I have always been Father and will always be Father. (Ephesians 3:14-15) I am waiting for you. (Luke 15:11-32)

Love, Your Dad,
Almighty God


Then I prayed and asked my two very best friends to pray...and they prayed.  Anisa and Gwen have been on this journey with me for a number of years and knew that I was willing to let this dream die...that I had come to the place that I only wanted what God has prepared for me...I wanted to find the cause He has placed with me...and let His dream for me, be my dream...to let His will be accomplished in my life..to let go of the one person I loved the most on this earth and allow the One that loved me the most to cover me with His great love.  I was ready to release my firm grip and the promise...and open my hand to the Promise Giver.

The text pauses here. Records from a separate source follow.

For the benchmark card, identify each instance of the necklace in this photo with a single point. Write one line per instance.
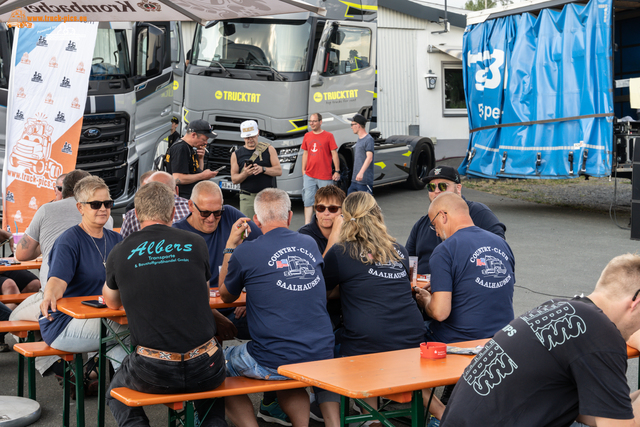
(104, 257)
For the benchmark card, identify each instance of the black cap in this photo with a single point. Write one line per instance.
(201, 126)
(359, 118)
(443, 172)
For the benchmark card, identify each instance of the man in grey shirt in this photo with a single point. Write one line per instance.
(362, 176)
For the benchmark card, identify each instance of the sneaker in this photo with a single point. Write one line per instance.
(272, 413)
(433, 422)
(316, 413)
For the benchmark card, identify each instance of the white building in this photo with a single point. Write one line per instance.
(411, 35)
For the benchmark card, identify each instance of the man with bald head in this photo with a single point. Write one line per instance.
(131, 224)
(211, 219)
(472, 276)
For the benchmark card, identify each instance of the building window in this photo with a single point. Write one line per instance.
(453, 90)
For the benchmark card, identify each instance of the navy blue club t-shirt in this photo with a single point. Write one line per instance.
(217, 240)
(477, 267)
(286, 298)
(77, 258)
(378, 311)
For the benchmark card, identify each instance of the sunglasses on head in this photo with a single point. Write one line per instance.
(332, 208)
(96, 204)
(207, 214)
(442, 186)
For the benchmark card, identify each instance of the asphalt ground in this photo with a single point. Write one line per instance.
(559, 251)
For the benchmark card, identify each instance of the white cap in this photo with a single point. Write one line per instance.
(249, 129)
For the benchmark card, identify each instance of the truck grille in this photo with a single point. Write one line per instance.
(103, 149)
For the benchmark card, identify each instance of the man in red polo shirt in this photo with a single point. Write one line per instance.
(319, 149)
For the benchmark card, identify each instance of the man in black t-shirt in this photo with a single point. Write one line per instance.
(159, 274)
(185, 158)
(562, 361)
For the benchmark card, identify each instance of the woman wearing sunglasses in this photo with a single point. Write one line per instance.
(372, 270)
(77, 267)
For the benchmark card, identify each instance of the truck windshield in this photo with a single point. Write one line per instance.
(110, 56)
(254, 44)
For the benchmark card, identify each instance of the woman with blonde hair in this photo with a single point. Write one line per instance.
(372, 269)
(375, 290)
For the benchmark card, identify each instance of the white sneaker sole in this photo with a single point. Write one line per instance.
(270, 419)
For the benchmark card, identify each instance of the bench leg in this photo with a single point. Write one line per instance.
(79, 374)
(417, 408)
(66, 396)
(31, 375)
(20, 375)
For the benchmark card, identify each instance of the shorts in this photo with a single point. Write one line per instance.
(21, 277)
(241, 364)
(309, 188)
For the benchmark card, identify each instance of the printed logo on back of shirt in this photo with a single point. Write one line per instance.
(489, 368)
(297, 265)
(492, 265)
(555, 324)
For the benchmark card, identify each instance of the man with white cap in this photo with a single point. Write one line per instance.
(254, 166)
(185, 158)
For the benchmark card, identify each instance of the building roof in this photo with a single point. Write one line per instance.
(428, 11)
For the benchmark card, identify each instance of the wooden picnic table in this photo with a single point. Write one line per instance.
(399, 375)
(15, 298)
(73, 307)
(26, 265)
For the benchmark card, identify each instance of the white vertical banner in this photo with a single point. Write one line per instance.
(48, 87)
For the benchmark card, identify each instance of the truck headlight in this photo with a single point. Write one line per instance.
(288, 155)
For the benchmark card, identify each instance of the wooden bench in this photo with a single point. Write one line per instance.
(24, 330)
(180, 405)
(73, 364)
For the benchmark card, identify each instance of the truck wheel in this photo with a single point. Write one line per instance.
(420, 164)
(345, 174)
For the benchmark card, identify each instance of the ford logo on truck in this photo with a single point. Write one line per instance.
(92, 133)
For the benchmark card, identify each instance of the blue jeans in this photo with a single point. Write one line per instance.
(140, 373)
(241, 364)
(355, 186)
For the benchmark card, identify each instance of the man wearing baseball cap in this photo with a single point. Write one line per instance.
(362, 177)
(423, 239)
(185, 158)
(254, 166)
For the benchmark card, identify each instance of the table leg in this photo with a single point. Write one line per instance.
(344, 410)
(66, 396)
(417, 408)
(79, 373)
(102, 368)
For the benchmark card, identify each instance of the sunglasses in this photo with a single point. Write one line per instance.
(332, 208)
(442, 186)
(432, 226)
(96, 204)
(207, 214)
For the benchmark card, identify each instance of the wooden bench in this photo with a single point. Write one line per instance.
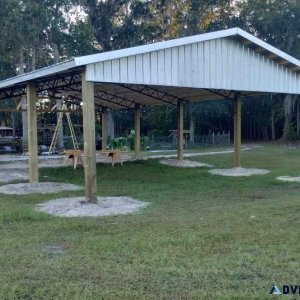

And when I walked straight into my greatest fear, into a the dark valley, He was with me...His rod and His staff comforted me...He gave me a confidence and a hope that can only come from Him...I was not afraid.....what I had feared for 13 years...what I had held tightly to all this time with a clenched fist....I obediently and calmly and with great love for my great Savior, opened my hand and let it go.

My heart is healed and He is making me whole.  Yes, it has taken me 13 years to reach this point and I make no apologies for it.  It has been 13 years of bringing past hurts, rejections, abandonment, abuse and fear to the surface and allowing His grace and mercy to heal wounds that were over 40 years old.  It has not been an easy journey - but it has been a journey that has been well worth it.  The scars are there, but are simply proof of His love for me, no matter what.

Yes, He is good. 

Now as I walk into a season in my life that is brand new...with amazing possibilities I put my trust in Him and can hardly wait to see what's next!